RUSH: The terror stuff that I have today is mostly idiotic reactions to it. As I said at the opening of the program, it’s gotten to the point that this is a pattern. Terrorism happens and everybody says, “Oh, it’s so horrible,” and they pray, and they express sympathy for the victims and their families; then they go away. Nobody does anything about it.

If anybody seriously tries to, they’re condemned as an Islamophobe or what have you. So it appears to me that, as far as governing bodies are concerned in Europe and here in the United States, it’s like John Kerry said, “Hey, the best the best way to look at terrorism is as a nuisance. It’s just there. It’s a crime that’s just always gonna be with us. It’s a bit more drastic than some crimes, but there’s nothing we can do about it. The American people are just gonna have to come to grips with it, that it is a nuisance of modern life.” That’s essentially what John Kerry said when he was Obama’s secretary of state.

And it reminded me of Daniel Patrick Moynihan, who famously coined the phrase “defining deviancy down.” What that means is that as a society continues to fail in dealing with criminal behavior, aberrant behavior, and gets tired of fighting it, you just declare, “It’s normal,” and you move on. And in the process, you’re defining deviancy down. You are normalizing more and more reprobate behavior. That’s what we’re doing with terrorism if it’s to become an accepted nuisance, because they’re committed and we can’t stop ’em.

To this day, we do not properly acknowledge what this is about. I mean, this idiot Richard Clarke — who has not succeeded in fighting terrorism through I don’t know how many years of presidential advisory positions — is out there again today saying that terrorism is the result of poverty and hopelessness and anger at American policy. It’s just absolutely offensive and ridiculous. That’s not what terrorism is about. Terrorism is an ideology. It is commanded by the imams and in the Koran. It’s not because of poverty!

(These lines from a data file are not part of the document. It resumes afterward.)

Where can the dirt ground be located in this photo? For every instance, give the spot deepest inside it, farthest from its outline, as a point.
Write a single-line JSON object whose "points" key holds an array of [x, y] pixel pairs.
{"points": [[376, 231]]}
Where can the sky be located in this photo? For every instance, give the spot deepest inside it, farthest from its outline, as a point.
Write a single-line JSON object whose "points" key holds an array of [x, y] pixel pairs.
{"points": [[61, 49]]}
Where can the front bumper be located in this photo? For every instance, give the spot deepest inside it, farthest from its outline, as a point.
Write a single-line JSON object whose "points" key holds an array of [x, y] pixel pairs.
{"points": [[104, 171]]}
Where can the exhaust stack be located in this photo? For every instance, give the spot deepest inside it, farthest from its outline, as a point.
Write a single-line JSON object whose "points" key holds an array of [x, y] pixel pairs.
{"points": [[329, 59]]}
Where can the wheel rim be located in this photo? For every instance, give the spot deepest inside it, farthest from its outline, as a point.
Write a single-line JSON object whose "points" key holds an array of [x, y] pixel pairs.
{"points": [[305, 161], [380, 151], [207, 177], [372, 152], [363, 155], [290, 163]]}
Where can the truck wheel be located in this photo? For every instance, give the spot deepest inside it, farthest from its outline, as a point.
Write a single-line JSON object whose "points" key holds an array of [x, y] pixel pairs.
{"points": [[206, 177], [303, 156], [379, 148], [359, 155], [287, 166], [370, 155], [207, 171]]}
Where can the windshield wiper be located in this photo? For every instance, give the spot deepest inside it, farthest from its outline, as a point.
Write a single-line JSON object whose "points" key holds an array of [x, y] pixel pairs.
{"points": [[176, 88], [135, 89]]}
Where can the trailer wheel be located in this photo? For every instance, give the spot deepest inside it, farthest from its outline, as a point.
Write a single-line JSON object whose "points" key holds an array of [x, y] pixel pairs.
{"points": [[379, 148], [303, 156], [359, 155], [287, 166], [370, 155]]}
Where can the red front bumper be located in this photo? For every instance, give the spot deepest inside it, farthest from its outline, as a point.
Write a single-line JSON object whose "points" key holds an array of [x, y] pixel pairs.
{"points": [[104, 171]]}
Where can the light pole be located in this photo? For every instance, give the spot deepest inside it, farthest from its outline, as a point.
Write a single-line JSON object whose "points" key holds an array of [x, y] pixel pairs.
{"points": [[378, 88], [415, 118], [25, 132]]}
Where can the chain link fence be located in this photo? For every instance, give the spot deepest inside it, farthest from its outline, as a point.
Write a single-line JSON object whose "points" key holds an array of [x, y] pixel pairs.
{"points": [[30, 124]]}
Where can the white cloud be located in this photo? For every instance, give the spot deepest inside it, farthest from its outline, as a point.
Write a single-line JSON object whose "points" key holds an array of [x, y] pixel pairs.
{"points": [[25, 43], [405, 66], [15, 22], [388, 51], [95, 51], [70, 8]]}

We try to Americanize these things and we say, “Well, poverty in America creates crime! People need money. They need food.” It’s not what this is about. If we’re not even gonna be honest in assessing it and if we’re gonna start using terms like “moderate Islamist,” we’re defeated. We may as well just look at this as an ongoing presence in our lives that is a nuisance. And some of them are gonna be really bad, like 9/11; others are not gonna be as bad (only 22 are gonna get killed like in the U.K.), but because of our openness and our society and our criminal justice system, we cannot stop people before they commit crimes.

And we cannot engage in anti-Islamic phobia, because that is prejudging a religion, and we can’t do that. So we can’t stop it. To stop it is to be bigoted and prejudiced. To even correctly identify it is to be bigoted and prejudiced. So what other option is there than to just accept it and try to not put yourself in locations and positions where it is statistically likely to happen? Which, by the way, those places are increasing. Now it’s rockand pop concerts, sporting events, airplanes, office buildings — offices, such as San Bernardino — or in the military in a barracks.

I mean, these are places we’re just gonna have to avoid going forward if we accept that this is an ongoing presence in our lives. And note who it is, the kind of people that tell us these things: Establishmentarians and rich people who are never, ever gonna be touched by it — or very rarely. At least they’re not gonna live with it. It’s like illegal immigration: They’re never gonna live with the effects of this stuff. They’re always insulated by position, power, walls, what have you, where they get to pontificate and theorize and opine to the rest of us.